The DePuy ASR ball-and-socket technology was made of cobalt and chromium alloy. The acetabulum shell (socket) and femoral head (ball) were separated by a flimsy polyethylene liner. In many cases, this liner wore down causing the cobalt and chromium to grind against one another. Not only did the grinding pain mimic the arthritic pre-operation condition, but it also put patients at risk for blood toxicity and damaged tissue.

Lawyers representing the victims of a defective DePuy ASR Hip System have mentioned that the scraping action of the metal-on-metal implant can cause damage to the tissue surrounding the joint. This damage can become so extensive that it eventually causes the surrounding tissue to die. Additionally, the scraping of the metal can raise the amount of metal ions in the bloodstream. This alteration to blood levels can affect a patient’s ability to fight infection as well as increase the risk for blood clotting complications.

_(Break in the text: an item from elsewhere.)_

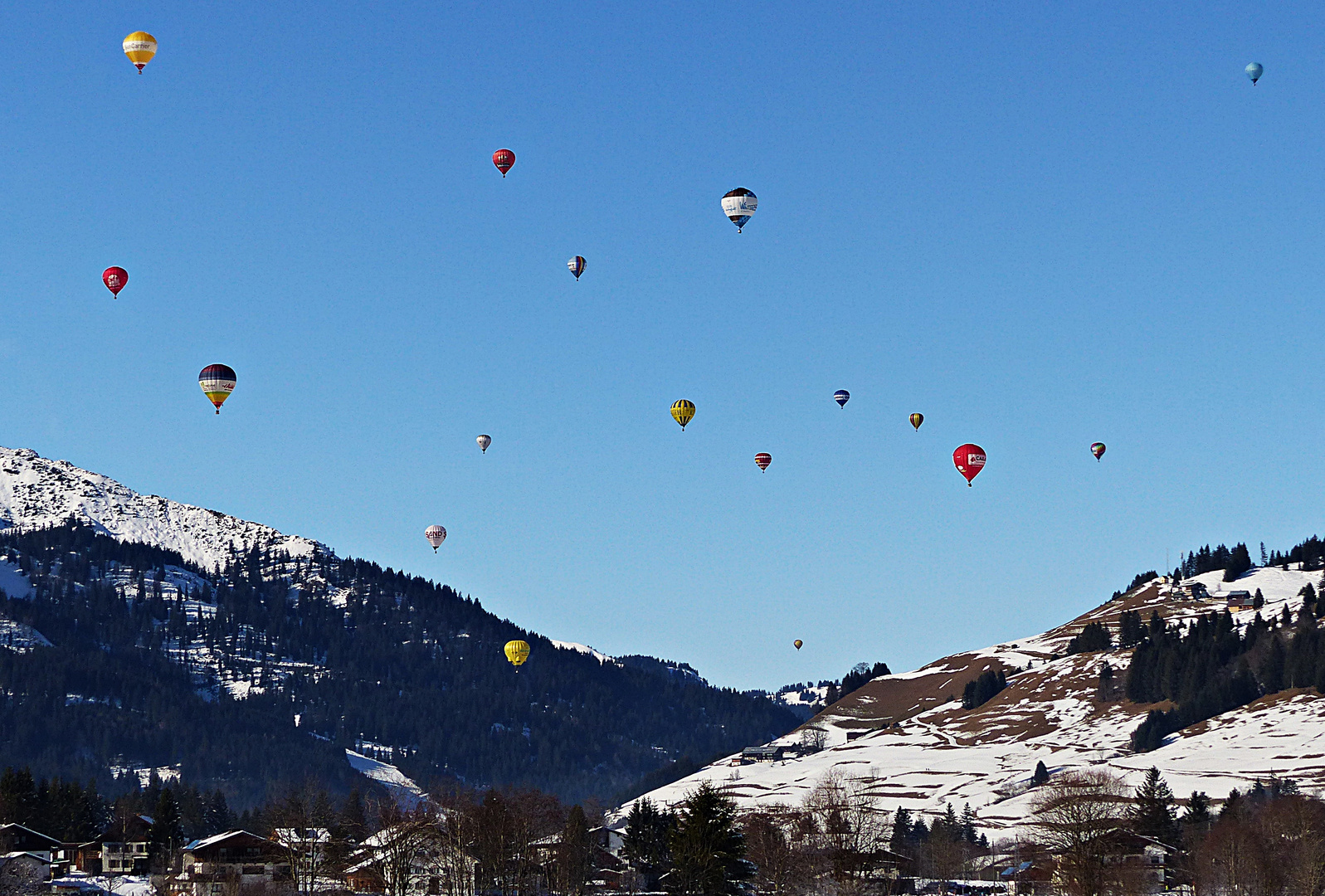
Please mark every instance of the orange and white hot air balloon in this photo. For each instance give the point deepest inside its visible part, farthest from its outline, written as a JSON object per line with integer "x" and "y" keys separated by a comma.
{"x": 139, "y": 48}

In addition to physical complications to patients, many lawyers have argued that Johnson & Johnson was aware of the defective qualities of the DePuy hip implant before releasing it for market use. Johnson & Johnson has been accused of inadequate testing, the hiding of failure complaints, and the discarding of redesign efforts. The first federal trial over the DePuy Hip System began in September of 2013. Johnson & Johnson stands to lose around $3 billion dollars if they are held liable for the full extent of the damages.